Nutrients and heart disease

Diet can make a significant contribution to preventing the degenerative changes that occur in blood vessels. Some of the most crucial weapons we have in our fight against this killer disease are antioxidants and other protective nutrients.

What are antioxidants?

Antioxidants are nutrients such as vitamins and minerals that combat the damaging effects of “free radicals”. Free radicals are harmful chemical compounds, which are formed when our bodies are exposed to cigarette smoke and pollutants that occur in air, water, and the food we eat.

Unfortunately our bodies also produce free radicals during basic metabolic processes involving oxygen.
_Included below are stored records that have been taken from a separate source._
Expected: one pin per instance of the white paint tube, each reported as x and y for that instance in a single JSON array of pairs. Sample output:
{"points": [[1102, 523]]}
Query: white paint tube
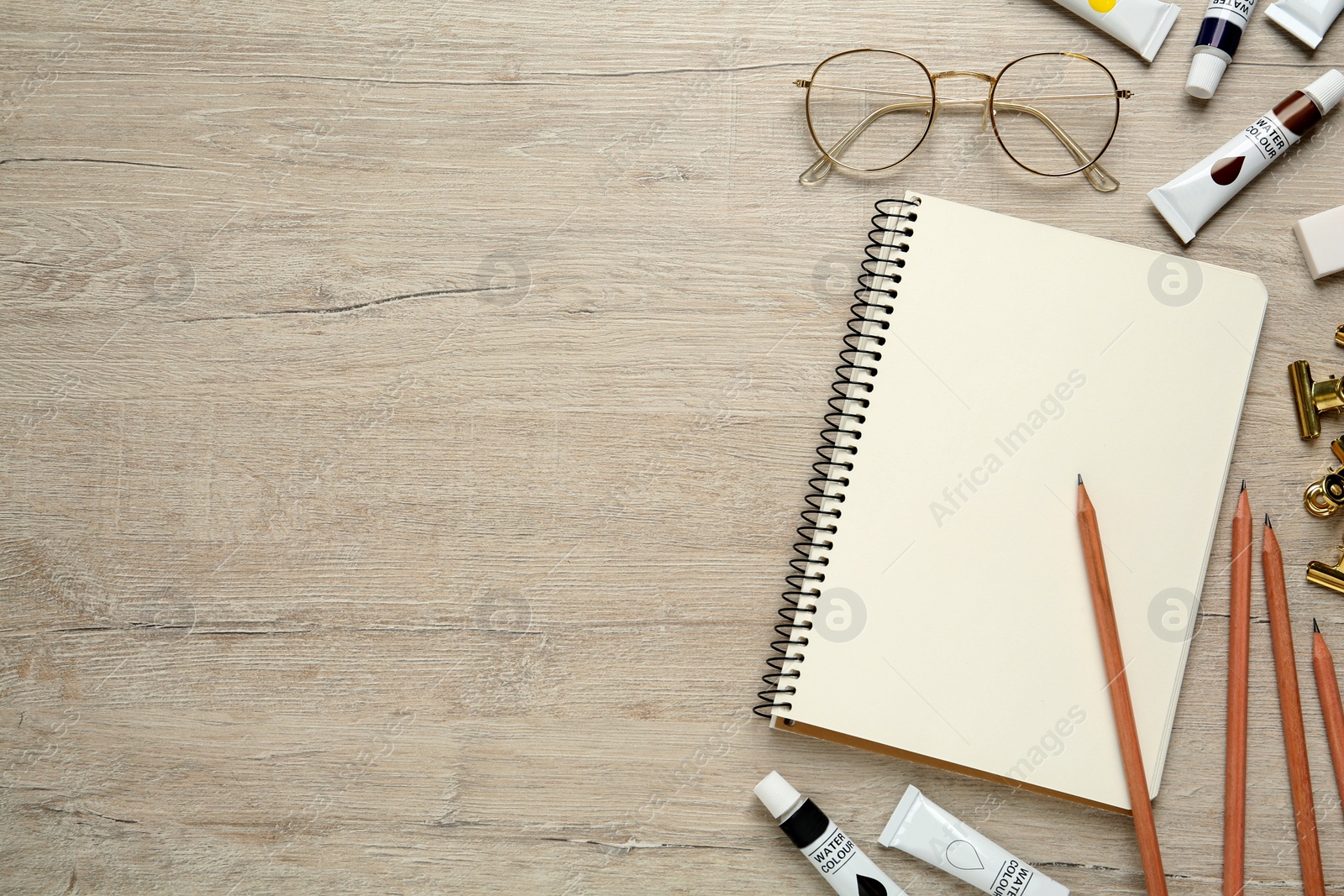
{"points": [[1308, 20], [1193, 197], [932, 833], [828, 848], [1139, 24]]}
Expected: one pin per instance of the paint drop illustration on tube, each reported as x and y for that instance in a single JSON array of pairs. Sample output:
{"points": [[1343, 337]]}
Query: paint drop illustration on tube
{"points": [[1193, 197], [927, 831]]}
The antioxidant defence system of our body is , however, equipped to neutralise free radicals with and it is only when the protective capacity of this defence system is exceeded by excessive exposure to free radicals that we develop a condition known as “oxidative stress” which can lead to damage of biological molecules and degenerative diseases such as CHD.
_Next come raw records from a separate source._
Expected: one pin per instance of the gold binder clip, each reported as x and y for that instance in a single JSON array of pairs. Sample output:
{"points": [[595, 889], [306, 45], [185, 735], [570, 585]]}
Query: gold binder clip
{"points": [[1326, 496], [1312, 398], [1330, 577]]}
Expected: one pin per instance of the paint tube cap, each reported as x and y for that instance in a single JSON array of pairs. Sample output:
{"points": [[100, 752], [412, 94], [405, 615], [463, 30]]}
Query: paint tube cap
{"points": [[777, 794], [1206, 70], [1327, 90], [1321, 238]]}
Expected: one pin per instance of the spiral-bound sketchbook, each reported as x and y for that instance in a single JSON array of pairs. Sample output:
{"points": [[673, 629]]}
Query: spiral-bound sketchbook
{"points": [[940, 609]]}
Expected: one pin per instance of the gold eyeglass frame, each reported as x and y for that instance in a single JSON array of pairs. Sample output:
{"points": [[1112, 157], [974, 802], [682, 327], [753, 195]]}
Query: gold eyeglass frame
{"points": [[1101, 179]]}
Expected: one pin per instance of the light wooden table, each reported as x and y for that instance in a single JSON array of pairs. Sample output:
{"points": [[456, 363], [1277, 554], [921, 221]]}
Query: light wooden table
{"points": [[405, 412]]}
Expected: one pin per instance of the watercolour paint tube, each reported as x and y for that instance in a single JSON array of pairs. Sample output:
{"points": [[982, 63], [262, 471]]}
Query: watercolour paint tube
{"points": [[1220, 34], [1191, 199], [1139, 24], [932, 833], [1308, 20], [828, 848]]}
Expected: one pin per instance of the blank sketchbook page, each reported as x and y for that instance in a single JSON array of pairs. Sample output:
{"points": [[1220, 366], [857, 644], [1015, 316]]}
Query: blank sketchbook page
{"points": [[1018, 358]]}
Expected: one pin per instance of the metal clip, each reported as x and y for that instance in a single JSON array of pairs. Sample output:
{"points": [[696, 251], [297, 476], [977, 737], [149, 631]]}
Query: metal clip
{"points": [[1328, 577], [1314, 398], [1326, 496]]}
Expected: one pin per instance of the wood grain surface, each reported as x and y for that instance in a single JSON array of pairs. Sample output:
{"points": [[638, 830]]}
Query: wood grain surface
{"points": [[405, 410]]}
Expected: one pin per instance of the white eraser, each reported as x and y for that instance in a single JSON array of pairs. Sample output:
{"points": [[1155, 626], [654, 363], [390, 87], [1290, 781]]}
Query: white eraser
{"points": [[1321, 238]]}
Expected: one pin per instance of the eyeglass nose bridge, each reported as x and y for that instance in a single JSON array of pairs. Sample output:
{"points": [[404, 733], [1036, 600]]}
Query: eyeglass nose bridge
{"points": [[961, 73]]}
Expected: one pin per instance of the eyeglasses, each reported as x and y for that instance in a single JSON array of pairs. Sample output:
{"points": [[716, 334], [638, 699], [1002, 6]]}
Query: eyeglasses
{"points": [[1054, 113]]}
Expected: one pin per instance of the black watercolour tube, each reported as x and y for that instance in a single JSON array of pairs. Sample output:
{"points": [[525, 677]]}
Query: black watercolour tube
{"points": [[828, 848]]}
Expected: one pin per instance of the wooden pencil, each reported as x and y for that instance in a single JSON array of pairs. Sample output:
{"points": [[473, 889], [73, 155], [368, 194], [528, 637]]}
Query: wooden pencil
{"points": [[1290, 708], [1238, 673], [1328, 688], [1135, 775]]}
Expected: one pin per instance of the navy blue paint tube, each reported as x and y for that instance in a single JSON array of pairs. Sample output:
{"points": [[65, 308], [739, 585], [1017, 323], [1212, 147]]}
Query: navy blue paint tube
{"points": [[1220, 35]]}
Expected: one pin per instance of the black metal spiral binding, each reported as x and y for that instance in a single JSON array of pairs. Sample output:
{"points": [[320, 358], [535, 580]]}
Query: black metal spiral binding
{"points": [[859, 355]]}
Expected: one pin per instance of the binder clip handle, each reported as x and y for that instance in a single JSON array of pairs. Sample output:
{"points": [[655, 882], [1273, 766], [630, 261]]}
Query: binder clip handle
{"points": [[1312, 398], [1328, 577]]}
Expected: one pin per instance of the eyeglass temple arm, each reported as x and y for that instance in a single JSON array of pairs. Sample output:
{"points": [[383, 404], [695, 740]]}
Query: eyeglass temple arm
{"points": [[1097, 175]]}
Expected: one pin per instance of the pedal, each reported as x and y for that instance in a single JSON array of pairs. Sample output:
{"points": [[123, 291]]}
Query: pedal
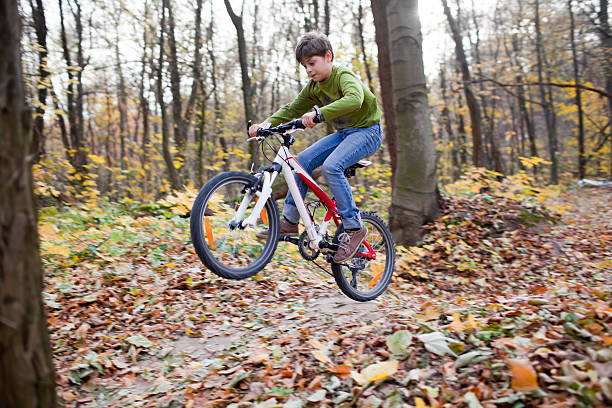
{"points": [[288, 238]]}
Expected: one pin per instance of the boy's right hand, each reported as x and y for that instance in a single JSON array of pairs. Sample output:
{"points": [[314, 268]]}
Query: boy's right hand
{"points": [[254, 128]]}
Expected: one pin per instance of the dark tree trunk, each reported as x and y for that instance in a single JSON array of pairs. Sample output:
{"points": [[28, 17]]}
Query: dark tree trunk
{"points": [[473, 106], [546, 100], [40, 26], [26, 367], [605, 35], [386, 85], [578, 98]]}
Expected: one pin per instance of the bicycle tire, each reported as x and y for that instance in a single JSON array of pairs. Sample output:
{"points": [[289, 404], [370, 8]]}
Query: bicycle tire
{"points": [[385, 259], [212, 251]]}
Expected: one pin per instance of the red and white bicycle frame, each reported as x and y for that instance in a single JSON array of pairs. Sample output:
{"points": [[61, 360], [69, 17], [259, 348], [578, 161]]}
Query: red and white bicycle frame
{"points": [[289, 167]]}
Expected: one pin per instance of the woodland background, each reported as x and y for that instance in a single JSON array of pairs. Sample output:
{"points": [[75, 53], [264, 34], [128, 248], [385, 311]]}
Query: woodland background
{"points": [[119, 116], [504, 302]]}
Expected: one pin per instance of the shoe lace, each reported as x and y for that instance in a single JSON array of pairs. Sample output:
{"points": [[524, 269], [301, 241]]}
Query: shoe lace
{"points": [[344, 240]]}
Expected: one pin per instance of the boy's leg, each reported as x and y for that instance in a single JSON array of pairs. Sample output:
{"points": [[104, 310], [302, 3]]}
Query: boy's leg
{"points": [[311, 158], [358, 143]]}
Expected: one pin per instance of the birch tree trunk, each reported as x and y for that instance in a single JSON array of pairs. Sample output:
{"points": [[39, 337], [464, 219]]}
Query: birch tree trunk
{"points": [[247, 88], [40, 25], [605, 36], [386, 84], [414, 197], [473, 106], [172, 173], [27, 375]]}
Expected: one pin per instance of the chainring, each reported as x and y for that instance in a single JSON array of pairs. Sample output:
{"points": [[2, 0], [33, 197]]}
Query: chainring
{"points": [[303, 245]]}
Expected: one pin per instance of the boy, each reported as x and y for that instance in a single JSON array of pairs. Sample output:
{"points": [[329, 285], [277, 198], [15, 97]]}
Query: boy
{"points": [[352, 107]]}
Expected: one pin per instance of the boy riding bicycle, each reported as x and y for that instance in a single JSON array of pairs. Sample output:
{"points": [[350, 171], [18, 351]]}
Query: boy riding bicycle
{"points": [[352, 108]]}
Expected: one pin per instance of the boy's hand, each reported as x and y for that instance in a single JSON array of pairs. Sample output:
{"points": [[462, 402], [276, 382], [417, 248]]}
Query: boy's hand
{"points": [[308, 119], [253, 129]]}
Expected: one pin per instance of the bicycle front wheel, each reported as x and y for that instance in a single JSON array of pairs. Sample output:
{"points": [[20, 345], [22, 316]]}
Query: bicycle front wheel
{"points": [[229, 251], [367, 274]]}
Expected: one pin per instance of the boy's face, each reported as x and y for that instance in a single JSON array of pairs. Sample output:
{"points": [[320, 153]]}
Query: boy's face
{"points": [[318, 67]]}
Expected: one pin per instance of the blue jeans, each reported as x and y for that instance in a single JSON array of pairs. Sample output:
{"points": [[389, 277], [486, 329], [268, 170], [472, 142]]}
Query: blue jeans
{"points": [[335, 153]]}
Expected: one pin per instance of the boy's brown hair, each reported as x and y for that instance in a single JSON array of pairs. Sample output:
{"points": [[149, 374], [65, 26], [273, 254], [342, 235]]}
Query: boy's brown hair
{"points": [[312, 43]]}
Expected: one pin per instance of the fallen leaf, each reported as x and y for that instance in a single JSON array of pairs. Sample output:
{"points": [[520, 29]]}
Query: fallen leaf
{"points": [[524, 377], [376, 372], [321, 357]]}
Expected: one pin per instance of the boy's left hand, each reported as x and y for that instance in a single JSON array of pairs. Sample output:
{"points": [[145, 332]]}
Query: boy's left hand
{"points": [[308, 119]]}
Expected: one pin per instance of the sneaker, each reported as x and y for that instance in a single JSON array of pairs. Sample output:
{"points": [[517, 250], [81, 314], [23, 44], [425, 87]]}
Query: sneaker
{"points": [[286, 228], [349, 243]]}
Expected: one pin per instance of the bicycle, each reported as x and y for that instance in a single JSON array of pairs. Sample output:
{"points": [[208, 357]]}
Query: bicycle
{"points": [[233, 206]]}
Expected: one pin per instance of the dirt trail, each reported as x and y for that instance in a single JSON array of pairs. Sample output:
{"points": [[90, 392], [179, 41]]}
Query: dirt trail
{"points": [[289, 336]]}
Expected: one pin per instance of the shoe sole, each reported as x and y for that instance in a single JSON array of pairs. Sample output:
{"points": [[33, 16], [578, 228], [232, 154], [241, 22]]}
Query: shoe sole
{"points": [[355, 251]]}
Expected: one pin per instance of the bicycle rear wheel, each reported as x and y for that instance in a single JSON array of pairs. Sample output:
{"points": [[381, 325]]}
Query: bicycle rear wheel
{"points": [[232, 252], [367, 274]]}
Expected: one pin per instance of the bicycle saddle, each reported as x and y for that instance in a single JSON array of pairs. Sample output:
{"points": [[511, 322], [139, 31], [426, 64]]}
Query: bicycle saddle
{"points": [[350, 171]]}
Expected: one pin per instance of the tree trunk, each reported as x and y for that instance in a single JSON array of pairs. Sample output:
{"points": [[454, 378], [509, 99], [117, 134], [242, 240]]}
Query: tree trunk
{"points": [[327, 18], [75, 148], [40, 26], [386, 85], [578, 98], [473, 106], [180, 127], [172, 173], [247, 89], [145, 157], [414, 197], [218, 132], [605, 36], [463, 156], [546, 100], [26, 367], [366, 64], [446, 123], [122, 103]]}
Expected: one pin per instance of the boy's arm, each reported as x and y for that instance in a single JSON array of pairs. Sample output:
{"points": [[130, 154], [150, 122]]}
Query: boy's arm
{"points": [[351, 100], [300, 105]]}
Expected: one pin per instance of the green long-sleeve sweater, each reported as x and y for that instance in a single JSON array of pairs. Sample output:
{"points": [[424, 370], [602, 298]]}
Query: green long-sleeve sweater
{"points": [[343, 98]]}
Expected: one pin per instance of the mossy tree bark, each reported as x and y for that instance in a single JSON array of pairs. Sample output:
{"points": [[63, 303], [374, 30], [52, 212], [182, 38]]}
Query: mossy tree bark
{"points": [[26, 367], [414, 198]]}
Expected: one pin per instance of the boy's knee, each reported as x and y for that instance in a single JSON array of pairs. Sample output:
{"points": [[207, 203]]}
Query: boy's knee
{"points": [[330, 168], [304, 159]]}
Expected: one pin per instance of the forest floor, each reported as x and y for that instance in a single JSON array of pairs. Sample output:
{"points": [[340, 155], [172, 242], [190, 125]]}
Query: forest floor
{"points": [[503, 305]]}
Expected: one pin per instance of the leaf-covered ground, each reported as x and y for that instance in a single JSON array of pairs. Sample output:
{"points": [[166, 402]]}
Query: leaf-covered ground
{"points": [[504, 304]]}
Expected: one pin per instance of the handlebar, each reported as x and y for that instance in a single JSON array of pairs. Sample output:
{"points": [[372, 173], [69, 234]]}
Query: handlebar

Certain compounds and nutrients are our “first line of defence” in the battle against free radicals. Our bodies are capable of producing some antioxidants, but most of these chemical weapons are obtained from the food we eat.

The following nutrients are powerful antioxidants which can protect us against degenerative diseases, including heart disease (CHD):

Vitamins

Vitamins C and E and beta-carotene, are the most effective antioxidant vitamins known to mankind.

Other dietary antioxidants

Flavonoids, and polyphenols which occur in plants and foods made from plants are becoming more and more important in our fight against heart disease.

Protective minerals

Zinc and selenium have also been identified as antioxidants which can combat free radicals.

Food sources of antioxidants

Vitamin C

The best sources of vitamin C are fruits and vegetables, i.e. citrus fruit such as oranges, lemons, grapefruit, limes, strawberries, rockmelon, papaya, guavas, Kiwi fruit, green peppers, the cabbage family (broccoli, green, red and Chinese cabbage, brussel sprouts, cauliflower), tomatoes, spinach and of course potatoes (most of the vitamin C is found under the skin).

Vitamin E

The best sources of vitamin E are vegetables oils, especially cold-pressed oils (wheat germ, sunflower, canola, etc), nuts, avocado, green leafy vegetables and whole grain cereals.

Beta-carotene

Is mainly found in dark green or dark yellow fruits and vegetables such as carrots, sweet potatoes, pumpkin, butternut, spinach, green beans, broccoli, apricots, pawpaw, rockmelon and yellow peaches (fresh and dried).

Flavonoids

Are found in fruit and vegetables, tea, soy beans and products made with textured vegetable protein.

Polyphenols

Occur in grains (sorghum), fruit, especially in grapes if you eat the skins, wine, tea, chocolate and cacao.

Zinc

Is mainly found in lean meat, fish, dry beans, peas and lentils, and unprocessed grains and cereals.

Selenium

Occurs in vegetables and grains, provided that the soil and water in the area where these foods are cultivated contain selenium.

Basic dietary advice

It is evident that fresh fruits and vegetables and unprocessed grains and cereals are the main dietary sources of antioxidants such as vitamins C and E, beta-carotene, flavonoids, polyphenols and selenium.

To prevent heart disease it is essential to eat at least five portions of fresh fruit and vegetables every day, making sure that at least one of these foods is a source of vitamin C and one is rich in beta-carotene, e.g. have a glass of freshly squeezed orange juice at breakfast and a carrot salad at dinner and you will have topped up on vitamin C and beta-carotene for the day.

To obtain your requirement for zinc you need to eat some meat or fish, but keep in mind that it is best to eat lean meat and not add large amounts of fat during preparation.